門外的鋼索聽見老頭的怒吼聲先是一驚,然後嘴角翹了翹。旁邊的鐵甲還是一副凝神戒備的模樣,好像所有的一切都和他無關似的,他唯一關心的就是裡面老頭的安全,至於為什麼,他從來沒想過,他也不會想。
這時門開了,纖瘦的旗袍女孩端著茶盤走了出來,長及肋部的分叉只有兩根位於腰間的布繩維持著前後襟不飄開;女孩每走動一步,開衩間便會露出她雪白的大腿和細膩的腰胯部肌膚,為了少露一些肉,女孩只能儘可能地減小步伐。在走過門口時,滿神戒備的鐵甲猛然一扭頭,當看到是她時,鐵甲流著口水傻呵呵的笑了,脖子一梗一梗的,大嘴做著“嫂嫂、嫂嫂”的口型,不過沒有喊出聲。
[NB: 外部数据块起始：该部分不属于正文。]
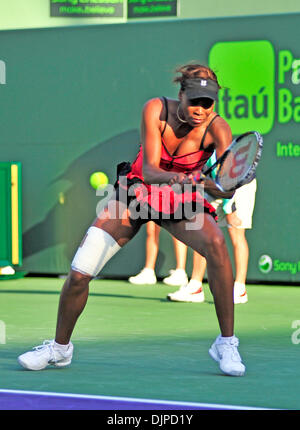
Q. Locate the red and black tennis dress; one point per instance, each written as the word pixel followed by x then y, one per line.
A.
pixel 157 202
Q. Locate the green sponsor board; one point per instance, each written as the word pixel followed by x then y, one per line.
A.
pixel 151 8
pixel 87 8
pixel 75 109
pixel 247 96
pixel 266 264
pixel 256 88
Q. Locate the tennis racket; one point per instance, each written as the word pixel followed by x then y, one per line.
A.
pixel 237 166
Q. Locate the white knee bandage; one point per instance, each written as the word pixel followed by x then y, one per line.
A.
pixel 95 250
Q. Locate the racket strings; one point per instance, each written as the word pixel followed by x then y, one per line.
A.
pixel 238 167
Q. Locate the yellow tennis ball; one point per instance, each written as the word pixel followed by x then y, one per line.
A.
pixel 98 180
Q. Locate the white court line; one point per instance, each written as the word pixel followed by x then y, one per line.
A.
pixel 131 400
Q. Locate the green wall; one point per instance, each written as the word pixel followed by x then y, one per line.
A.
pixel 71 105
pixel 36 13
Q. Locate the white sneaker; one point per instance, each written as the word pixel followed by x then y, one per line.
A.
pixel 177 278
pixel 240 293
pixel 44 355
pixel 145 277
pixel 225 352
pixel 192 292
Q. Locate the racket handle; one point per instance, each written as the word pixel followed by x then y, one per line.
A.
pixel 199 177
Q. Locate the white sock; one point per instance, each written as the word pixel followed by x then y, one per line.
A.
pixel 61 347
pixel 148 269
pixel 240 285
pixel 223 339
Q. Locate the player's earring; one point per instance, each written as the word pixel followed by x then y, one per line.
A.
pixel 180 119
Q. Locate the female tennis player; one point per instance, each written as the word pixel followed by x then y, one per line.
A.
pixel 178 137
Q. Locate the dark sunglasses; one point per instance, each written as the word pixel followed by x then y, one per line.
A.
pixel 204 102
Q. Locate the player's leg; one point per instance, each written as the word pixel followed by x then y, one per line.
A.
pixel 241 253
pixel 103 239
pixel 109 232
pixel 193 291
pixel 209 241
pixel 178 277
pixel 244 200
pixel 147 274
pixel 199 267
女孩心疼地用略顯菜色的素手擦了下鐵甲嘴邊的口水;突然女孩猛地一震,感到託著茶盤的手中多了一個東西,她趕緊低下頭走下樓梯,小巧的高跟鞋發出急促的“嗒嗒”聲。
在無人的樓梯間,女孩強忍著著內心的緊張匆匆開啟了手中的紙條,只見上面寫著:凌晨一點,小花園外。女孩緊張地看完後迅速把紙條塞進了嘴裡嚼了兩下硬嚥下去,撫平了一下心緒這才小心翼翼地走下樓梯。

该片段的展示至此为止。